Industry looks to new solutions in chip multiprocessing technology
The focus now is on where the performance improvements will come from, and the main bet is on concurrency. Both Intel and AMD have developed Chip Multiprocessing (CMP) technology, where distinct microprocessors sit on the same crystal die, sharing external resources, but otherwise running independently.
However, in order to exploit CMP to the full, software will need to be written using concurrency. Concurrent, or parallel, programming has been a specialist computer science practice that has never entered the mainstream, not least because it requires special tools and techniques to design and debug such systems, and they are conceptually quite different from conventional sequential programming.
Today's programmers have not been trained for this task, and the mainstream programming languages have not catered for it. Java is the best geared for the task, as it allows multi-thread programming, but niche languages, for example based on Functional Programming like Scheme, have features that if brought into mainstream languages will enable the advantages of concurrency on CMP to be programmable.
However, there are major design and assurance issues in programming in this new paradigm, as parallel programming will make security and testing far more difficult. Unlike the introduction of Object Oriented Programming into the mainstream, which reduced complexity in large software projects, concurrency will do the opposite, by increasing the complexity with increase in the size of the code. Specialised applications will benefit Google, for example, exploits CMP for parallel access to Web server farms, as its main purpose is simply to serve pages to Web surfers.
For general applications, however, it is unlikely that CMP will help the already poor state of application development in meeting business requirements, instead it will increase risk with a far more complex programming paradigm.
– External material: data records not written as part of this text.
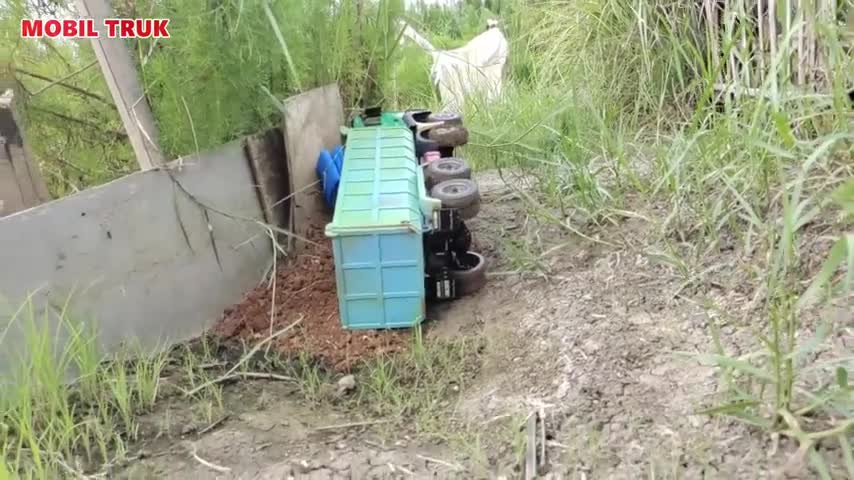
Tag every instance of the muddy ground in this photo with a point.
(593, 338)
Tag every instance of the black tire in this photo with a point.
(452, 136)
(448, 168)
(424, 144)
(448, 118)
(472, 277)
(459, 193)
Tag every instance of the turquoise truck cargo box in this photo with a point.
(381, 212)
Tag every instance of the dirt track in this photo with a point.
(594, 342)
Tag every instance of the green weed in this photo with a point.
(64, 400)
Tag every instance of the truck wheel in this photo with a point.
(448, 168)
(449, 118)
(413, 117)
(471, 276)
(452, 136)
(459, 193)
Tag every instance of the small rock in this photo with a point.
(321, 474)
(346, 384)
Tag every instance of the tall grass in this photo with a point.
(65, 409)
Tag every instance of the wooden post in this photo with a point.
(120, 73)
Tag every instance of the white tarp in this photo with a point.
(474, 69)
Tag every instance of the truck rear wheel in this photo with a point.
(448, 118)
(449, 136)
(423, 144)
(448, 168)
(459, 193)
(471, 276)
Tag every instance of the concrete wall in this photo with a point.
(119, 248)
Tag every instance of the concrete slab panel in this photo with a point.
(120, 252)
(312, 121)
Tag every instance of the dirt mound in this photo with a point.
(305, 286)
To expect business to fit in with the wishes of the silicon-chip manufacturers is perhaps looking at the problem the wrong way round. Rather, the company that can produce a microprocessor that retains traditional programming is more likely to win the support of the majority of business. That solution may emerge from gallium arsenide manufactures, a specialist industry already worth billions, or silicon germanium, which has the advantage of being based on silicon and thereby more friendly to the investments of the existing chip leaders.